The conjugate turns it into: $\lim_{x \rightarrow -\infty}(\sqrt{9x^{2}+x}-3x)$ I don't see how that helps. And that is incorrect @zzr0ck3r The answer is $$\infty$$

3. ganeshie8

rationalize the denominator and simply evaluate the limit ?

4. zzr0ck3r

hmm $\lim_{x \rightarrow -\infty}\frac{ x }{ \sqrt{9x^{2}+x}+3x }\\=\lim_{x \rightarrow -\infty}\dfrac{\frac{1}{x}}{\frac{1}{x}}\frac{ x }{ \sqrt{9x^{2}+x}+3x }\\=\lim_{x\rightarrow -\infty}\dfrac{1}{\sqrt{9+\frac{1}{x}}+3}=\dfrac{1}{6}$

5. IrishBoy123

well the square root on the bottom gives 2 answers .... ???? $$\pm 3 + 3$$

6. anonymous

Yes, 1/6 works as the limit to positive infinity, yet not to minus infinity. It's weird.

7. zzr0ck3r

You sure its $$\infty$$?

8. IrishBoy123

plot it!

9. ganeshie8
10. zzr0ck3r

The inside of the square root would be positive for big x

11. anonymous
12. zzr0ck3r

woops, got side tracked by https://www.facebook.com/JustEatingRealFood/videos/711816552279115/?fref=nf

13. anonymous

Well, this is what I assumed would have been the process: $\lim_{x \rightarrow -\infty}\frac{ x }{ \sqrt{9x^{2}+x}+3x } = \lim_{x \rightarrow -\infty}\frac{ x }{ |x|\sqrt{9 +\frac{ 1 }{ x }}+3x}$ $$\sqrt{x^{2}} = |x|$$, but since x is going to minus infinity, I thought the absolute value would become -x, in which I could continue from there.

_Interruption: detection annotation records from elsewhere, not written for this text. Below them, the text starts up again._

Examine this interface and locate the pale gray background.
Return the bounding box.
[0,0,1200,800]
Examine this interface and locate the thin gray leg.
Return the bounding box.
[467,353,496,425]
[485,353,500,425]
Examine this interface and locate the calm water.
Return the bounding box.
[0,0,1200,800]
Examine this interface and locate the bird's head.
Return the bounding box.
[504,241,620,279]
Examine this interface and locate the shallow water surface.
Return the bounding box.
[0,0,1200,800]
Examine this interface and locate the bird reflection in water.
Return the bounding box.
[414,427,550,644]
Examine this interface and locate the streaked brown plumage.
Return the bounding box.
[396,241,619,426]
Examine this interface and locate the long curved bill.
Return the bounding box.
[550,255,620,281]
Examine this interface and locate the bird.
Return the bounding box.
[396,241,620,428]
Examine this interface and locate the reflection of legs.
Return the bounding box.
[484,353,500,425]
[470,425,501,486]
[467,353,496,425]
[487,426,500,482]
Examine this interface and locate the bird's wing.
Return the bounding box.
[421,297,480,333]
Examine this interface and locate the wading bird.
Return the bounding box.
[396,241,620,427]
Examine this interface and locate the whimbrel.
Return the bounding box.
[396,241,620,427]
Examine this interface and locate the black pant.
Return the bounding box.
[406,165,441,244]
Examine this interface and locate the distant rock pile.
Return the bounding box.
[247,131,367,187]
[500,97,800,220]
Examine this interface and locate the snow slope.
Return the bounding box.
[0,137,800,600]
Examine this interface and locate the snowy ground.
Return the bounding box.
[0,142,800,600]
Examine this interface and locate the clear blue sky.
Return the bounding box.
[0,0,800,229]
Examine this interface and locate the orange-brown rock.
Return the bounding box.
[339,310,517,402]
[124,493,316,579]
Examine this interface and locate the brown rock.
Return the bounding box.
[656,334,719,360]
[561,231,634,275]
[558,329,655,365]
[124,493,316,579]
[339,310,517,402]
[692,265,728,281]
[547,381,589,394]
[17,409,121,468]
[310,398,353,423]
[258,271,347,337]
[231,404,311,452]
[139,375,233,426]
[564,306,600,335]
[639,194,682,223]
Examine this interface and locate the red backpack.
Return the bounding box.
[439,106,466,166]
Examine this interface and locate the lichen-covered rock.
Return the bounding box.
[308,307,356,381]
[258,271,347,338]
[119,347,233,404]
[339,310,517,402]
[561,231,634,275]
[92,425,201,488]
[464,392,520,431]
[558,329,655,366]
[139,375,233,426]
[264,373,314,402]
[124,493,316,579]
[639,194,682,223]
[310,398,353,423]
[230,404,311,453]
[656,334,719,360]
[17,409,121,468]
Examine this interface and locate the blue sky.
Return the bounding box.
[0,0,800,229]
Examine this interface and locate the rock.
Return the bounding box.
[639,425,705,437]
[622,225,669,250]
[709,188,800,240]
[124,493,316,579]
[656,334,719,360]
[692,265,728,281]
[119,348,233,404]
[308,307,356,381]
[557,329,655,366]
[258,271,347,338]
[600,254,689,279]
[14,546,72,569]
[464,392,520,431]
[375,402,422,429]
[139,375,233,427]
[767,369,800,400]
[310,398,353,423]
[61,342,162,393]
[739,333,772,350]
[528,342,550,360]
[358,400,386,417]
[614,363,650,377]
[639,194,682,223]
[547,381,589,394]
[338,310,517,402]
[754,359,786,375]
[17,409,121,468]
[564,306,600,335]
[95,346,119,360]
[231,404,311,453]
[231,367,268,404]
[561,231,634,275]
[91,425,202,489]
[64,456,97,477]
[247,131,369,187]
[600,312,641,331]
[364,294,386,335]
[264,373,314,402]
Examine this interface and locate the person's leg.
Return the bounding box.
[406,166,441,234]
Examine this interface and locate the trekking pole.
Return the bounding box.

But that gives me $$\frac{1}{-3+3}$$, which is blah! Haha

14. anonymous

Happy dance :D

15. zzr0ck3r

I hate calculus lol

16. zzr0ck3r

@ganeshie8 will save the day

17. ganeshie8

$$\lim\limits_{x \rightarrow -\infty}(\sqrt{9x^{2}+x}-3x)$$ Ahh right, absolute bars seems to be the key $\sqrt{9x^2+x} =\sqrt{\left| 3x+\frac{1}{6}\right|^2 -\frac{1}{36}}$ as $$x\to -\infty$$, above expression approaches $$\left|3x+\frac{1}{6}\right| = -3x-\frac{1}{6}$$

18. anonymous

Okay, so I see how the square root approaches that. Do we still have the $$3x$$ term? Not that it would matter, but making sure whether or not we only considered the root or the entire expression.

19. ganeshie8

$$\lim\limits_{x \rightarrow -\infty}(\sqrt{9x^{2}+x}-3x) = \lim\limits_{x \rightarrow -\infty}(-3x-\frac{1}{6}-3x)=\infty$$ $$\lim\limits_{x \rightarrow \infty}(\sqrt{9x^{2}+x}-3x) = \lim\limits_{x \rightarrow \infty}(3x+\frac{1}{6}-3x)=\frac{1}{6}$$

20. anonymous

Very clever @ganeshie8 :) I suppose I would just have to make the same argument you did. And you showed me a new trick to consider with the absolute values :D $$x^{2} \rightarrow\ |x|^{2}$$

21. anonymous

Thanks again, like many many times before, lol.

22. ganeshie8

np:)